Differential Calculus

Differential calculus focuses on solving the problem of finding the rate of change of a function with respect to the other variables. To find the optimal solution, derivatives are used to calculate the maxima and minima values of a function. Differential helps in the study of the limit of a quotient, dealing with variables such as x and y, functions f(x), and the corresponding changes in the variables x and y. The notations dy and dx are known as differentials. The process used to find the derivatives is called differentiation. The derivative of a function, y with respect to variable x, is represented by dy/dx or f’(x).

Limits

Limit helps in calculating the degree of closeness to any value or the approaching term. A limit is normally expressed using the limit formula as,

lim_x→cf(x) = A

This expression is read as “the limit of f of x as x approaches c equals A”.

Derivatives

Derivatives represent the instantaneous rate of change of a quantity with respect to the other. The derivative of a function is represented as:

lim_x→h[f(x + h) − f(x)]/h = A

Continuity

A function f(x) is said to be continuous at a particular point x = a, if the following three conditions are satisfied –

• f(a) is defined
• lim_x→af(x) exists
• lim_x→a⁻ f(x) = lim_x→a⁺ f(x) = f(a)

Continuity and Differentiability

A function is always continuous if it is differentiable at any point, whereas the vice-versa for this condition is not always true.

Integral Calculus

Integral calculus is the study of integrals and the properties associated to them. It is helpful in:

• calculating f from f’ (i.e. from its derivative).

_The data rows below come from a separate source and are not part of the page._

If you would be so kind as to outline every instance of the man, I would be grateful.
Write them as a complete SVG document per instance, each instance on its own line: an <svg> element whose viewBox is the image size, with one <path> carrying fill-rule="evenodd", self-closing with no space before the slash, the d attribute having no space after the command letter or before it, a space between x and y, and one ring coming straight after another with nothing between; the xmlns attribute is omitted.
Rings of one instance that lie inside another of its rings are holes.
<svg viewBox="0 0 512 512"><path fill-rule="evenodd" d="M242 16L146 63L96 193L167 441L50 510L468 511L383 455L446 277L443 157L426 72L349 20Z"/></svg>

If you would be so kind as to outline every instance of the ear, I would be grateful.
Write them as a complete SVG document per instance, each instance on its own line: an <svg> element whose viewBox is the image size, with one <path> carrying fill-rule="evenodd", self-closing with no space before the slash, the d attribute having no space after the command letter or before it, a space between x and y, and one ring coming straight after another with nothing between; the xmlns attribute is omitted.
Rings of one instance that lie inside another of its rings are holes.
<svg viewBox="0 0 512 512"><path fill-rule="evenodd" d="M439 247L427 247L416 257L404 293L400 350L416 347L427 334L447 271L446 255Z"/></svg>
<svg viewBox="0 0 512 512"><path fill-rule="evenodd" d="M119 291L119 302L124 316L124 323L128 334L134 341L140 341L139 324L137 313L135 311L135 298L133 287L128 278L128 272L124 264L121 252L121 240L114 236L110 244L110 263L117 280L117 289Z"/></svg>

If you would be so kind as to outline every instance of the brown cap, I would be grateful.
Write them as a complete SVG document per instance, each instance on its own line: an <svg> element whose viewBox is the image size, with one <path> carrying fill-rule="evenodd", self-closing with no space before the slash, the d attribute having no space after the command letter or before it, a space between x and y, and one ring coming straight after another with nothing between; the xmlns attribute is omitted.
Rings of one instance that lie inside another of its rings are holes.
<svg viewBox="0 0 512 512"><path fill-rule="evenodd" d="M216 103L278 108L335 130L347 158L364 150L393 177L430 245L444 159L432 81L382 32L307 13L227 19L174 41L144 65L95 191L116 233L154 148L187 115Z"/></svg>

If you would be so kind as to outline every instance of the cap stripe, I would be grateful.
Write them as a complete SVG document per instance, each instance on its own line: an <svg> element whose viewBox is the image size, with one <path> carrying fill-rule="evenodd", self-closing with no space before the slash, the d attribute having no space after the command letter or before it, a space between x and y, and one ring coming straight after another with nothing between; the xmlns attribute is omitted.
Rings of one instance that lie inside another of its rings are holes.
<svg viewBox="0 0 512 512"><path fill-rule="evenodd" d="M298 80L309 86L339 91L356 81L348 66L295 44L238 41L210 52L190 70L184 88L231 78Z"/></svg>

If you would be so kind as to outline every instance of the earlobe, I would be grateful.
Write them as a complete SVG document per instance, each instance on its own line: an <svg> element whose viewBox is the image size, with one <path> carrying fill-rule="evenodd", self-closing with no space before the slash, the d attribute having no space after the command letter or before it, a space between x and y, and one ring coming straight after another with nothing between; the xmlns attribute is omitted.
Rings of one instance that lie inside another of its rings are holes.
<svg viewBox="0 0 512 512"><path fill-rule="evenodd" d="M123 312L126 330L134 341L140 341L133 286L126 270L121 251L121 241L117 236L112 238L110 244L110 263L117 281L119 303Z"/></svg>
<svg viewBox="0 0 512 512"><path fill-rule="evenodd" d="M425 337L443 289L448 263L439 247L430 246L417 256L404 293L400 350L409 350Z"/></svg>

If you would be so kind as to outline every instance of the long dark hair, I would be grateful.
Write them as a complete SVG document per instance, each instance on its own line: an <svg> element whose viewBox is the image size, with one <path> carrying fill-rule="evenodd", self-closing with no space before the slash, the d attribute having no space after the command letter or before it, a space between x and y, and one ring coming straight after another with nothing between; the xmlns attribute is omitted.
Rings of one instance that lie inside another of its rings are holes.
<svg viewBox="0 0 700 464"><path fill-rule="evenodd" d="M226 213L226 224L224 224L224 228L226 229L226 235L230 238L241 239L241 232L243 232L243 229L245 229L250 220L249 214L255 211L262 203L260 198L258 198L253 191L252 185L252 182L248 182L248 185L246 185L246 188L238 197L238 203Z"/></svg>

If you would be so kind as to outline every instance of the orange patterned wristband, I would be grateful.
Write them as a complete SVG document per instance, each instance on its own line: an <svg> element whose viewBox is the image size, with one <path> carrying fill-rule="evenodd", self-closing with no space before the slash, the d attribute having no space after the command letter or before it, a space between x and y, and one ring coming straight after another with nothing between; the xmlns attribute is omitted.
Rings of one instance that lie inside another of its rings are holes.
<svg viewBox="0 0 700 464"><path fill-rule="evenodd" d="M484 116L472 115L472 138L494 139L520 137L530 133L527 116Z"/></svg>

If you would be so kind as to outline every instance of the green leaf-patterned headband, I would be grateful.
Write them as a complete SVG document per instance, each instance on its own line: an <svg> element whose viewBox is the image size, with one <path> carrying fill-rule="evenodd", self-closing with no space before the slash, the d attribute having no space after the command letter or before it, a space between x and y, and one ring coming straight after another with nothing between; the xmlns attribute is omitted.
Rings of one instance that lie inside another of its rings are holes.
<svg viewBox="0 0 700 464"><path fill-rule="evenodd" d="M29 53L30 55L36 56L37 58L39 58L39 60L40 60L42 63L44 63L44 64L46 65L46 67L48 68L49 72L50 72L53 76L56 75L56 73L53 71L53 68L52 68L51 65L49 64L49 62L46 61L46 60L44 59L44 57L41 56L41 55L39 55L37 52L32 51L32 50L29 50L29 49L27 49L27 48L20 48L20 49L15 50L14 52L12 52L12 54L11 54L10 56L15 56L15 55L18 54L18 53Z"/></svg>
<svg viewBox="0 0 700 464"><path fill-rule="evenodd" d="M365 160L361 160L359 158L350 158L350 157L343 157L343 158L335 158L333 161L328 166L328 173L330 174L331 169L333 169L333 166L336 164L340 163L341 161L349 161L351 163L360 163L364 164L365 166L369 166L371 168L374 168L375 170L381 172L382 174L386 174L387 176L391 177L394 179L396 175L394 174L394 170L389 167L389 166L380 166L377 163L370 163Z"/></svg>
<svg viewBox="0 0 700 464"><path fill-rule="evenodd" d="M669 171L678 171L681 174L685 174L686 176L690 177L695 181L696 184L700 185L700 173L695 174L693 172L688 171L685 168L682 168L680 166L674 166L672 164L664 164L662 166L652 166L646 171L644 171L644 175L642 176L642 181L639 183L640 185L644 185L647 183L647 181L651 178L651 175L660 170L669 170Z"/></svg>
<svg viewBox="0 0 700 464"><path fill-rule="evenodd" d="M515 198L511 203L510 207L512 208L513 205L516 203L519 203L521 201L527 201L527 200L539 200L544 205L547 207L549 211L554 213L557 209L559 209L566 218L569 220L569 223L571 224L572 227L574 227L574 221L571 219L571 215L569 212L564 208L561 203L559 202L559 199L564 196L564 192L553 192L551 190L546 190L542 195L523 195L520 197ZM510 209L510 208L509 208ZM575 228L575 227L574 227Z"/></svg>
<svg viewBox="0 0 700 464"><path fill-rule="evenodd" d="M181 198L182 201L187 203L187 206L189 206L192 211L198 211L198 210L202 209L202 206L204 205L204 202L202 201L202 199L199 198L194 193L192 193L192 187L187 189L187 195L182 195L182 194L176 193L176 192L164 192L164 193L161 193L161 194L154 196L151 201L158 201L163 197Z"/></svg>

If a function, say f is differentiable in any given interval, then f’ is defined in that interval.
• calculating the area under a curve for any function.

Integration

Integration is the reciprocal of differentiation. As differentiation can be understood as dividing a part into many small parts, integration can be said as a collection of small parts in order to form a whole. It is generally used for calculating areas.

Definite Integral

A definite integral has a specific boundary or limit for the calculation of the function. The upper and lower limits of the independent variable of a function are specified. A definite integral is given mathematically as,

∫_a^b f(x).dx = F(x)

Indefinite Integral

An indefinite integral does not have a specific boundary, i.e. no upper and lower limit is defined. Thus the integration value is always accompanied by a constant value (C). It is denoted as:

∫ f(x).dx = F(x) + C